One can assume that Flash and Godwinn will be the first casualties of the remaining participants. Undertaker takes shots at everyone in his path, and plants Austin with a Chokeslam, because it's funny to work over the guy who's carried the entire match on his back. Vader dumps Flash over his head and out at 44:44 in probably the coolest elimination of the match. Undertaker sends Henry Godwinn packing at 47:47. Mankind traps Miavia in the Mandible Claw and eliminates him at 48:37. Funk crotches himself and plays teeter-totter, Harley Race style. Mankind and Funk continue to brawl until Mankind suplexes Funk to the floor at 59:15. Undertaker boots Mankind to the floor at 59:28. Mankind and Funk brawl some more, drawing the referee's into the chaos. Bret tosses Austin at 50:05, but nobody sees it, so Austin sneaks back in and dumps Vader and Undertaker at 50:18. Bret tosses "Diesel" at 50:23, and Austin tosses Bret to steal the Royal Rumble at 50:30. Bret pitches a fit afterwards, but the decision is final... until the next week, when Gorilla Monsoon declared a "Final Four" Rematch at In Your House: Final Four. **1/2 Pretty low in the quality department, but Austin made it watchable, and the last third of things was some seriously awesome star power to make up the difference for the Jobber Parade of entrants #1-20.
WWF Championship Match:
Sycho Sid © vs. Shawn Michaels (w/ Jose Lothario):
It's the rematch from Survivor Series we were all waiting for (seriously, I don't recall ever caring to see it, since it seemed like a forgone conclusion that Shawn was regaining the belt in his hometown, back when you WON in your hometown.) Shawn is allegedly suffering from the flu, but considering his drug abuse problems, I wouldn't be surprised if it was something else (crowd chants: SOMETHING ELSE! SOMETHING ELSE!). Sid shoves Shawn around like a bitch, and Shawn makes him pay for it by ramming the back of his head into the canvas. They slug it out on the floor, with Shawn using underhanded tactics to take control. He jumps into a powerslam, a spot that has been used too god damn much on this show. Sid with a camel clutch, just for the hell of it. Shawn finds his way out, but gets turned inside out on a whip to the corner, and winds up on the floor. Sid appears to call a spot in full view of the camera, whipping Shawn to the buckle, and catches him in a bearhug. Sid with a big leg drop for two, then goes back to a chinlock. Michaels from out of nowhere with a slam, followed by a diving forearm. He comes off the top with an elbow and sets up for Sweet Chin Music, but Sid blocks it. Shawn gets tossed to the floor, and Sid plants him with a Powerbomb. He goes after the Lothario's, but sets his sites back on Shawn. We get a ref' bump, Shawn retaliates for the Survivor Series by bopping Sid with a camera, but it only gets two. Shawn with Sweet Chin Music, and THAT is good enough for three at 13:48. *1/2 Yep, Sid definitely carried the load in this match. Half of it was rest-holds, the other half was Shawn working about half-speed, doing his occasional signature bump, and polishing Sid off with minimal fanfare.

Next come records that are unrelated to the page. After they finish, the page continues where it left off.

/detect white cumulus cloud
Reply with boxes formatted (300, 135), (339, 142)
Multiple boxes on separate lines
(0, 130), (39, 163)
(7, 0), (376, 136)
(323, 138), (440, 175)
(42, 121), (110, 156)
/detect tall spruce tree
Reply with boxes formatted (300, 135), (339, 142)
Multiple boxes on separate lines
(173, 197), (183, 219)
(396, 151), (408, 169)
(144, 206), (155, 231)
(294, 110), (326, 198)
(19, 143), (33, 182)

Final Thoughts: You know what this show needed? Pee-Wee Herman looking for the Alamo's basement. There's very little to enjoy from this steaming pile. Other than Austin's performance in the Rumble Match, we were "treated" to what was possibly the Worst Rumble Ever (until 1999 took the crown), one of the worst undercards with little to no creative direction, and a Main Event that was never in doubt in terms of result, but under-performed, even when you take into consideration that Sid was involved. There are bad shows that are fun to watch, and then there's this: The absolute worst Royal Rumble PPV ever. Strongest recommendation in the world to erase it from history.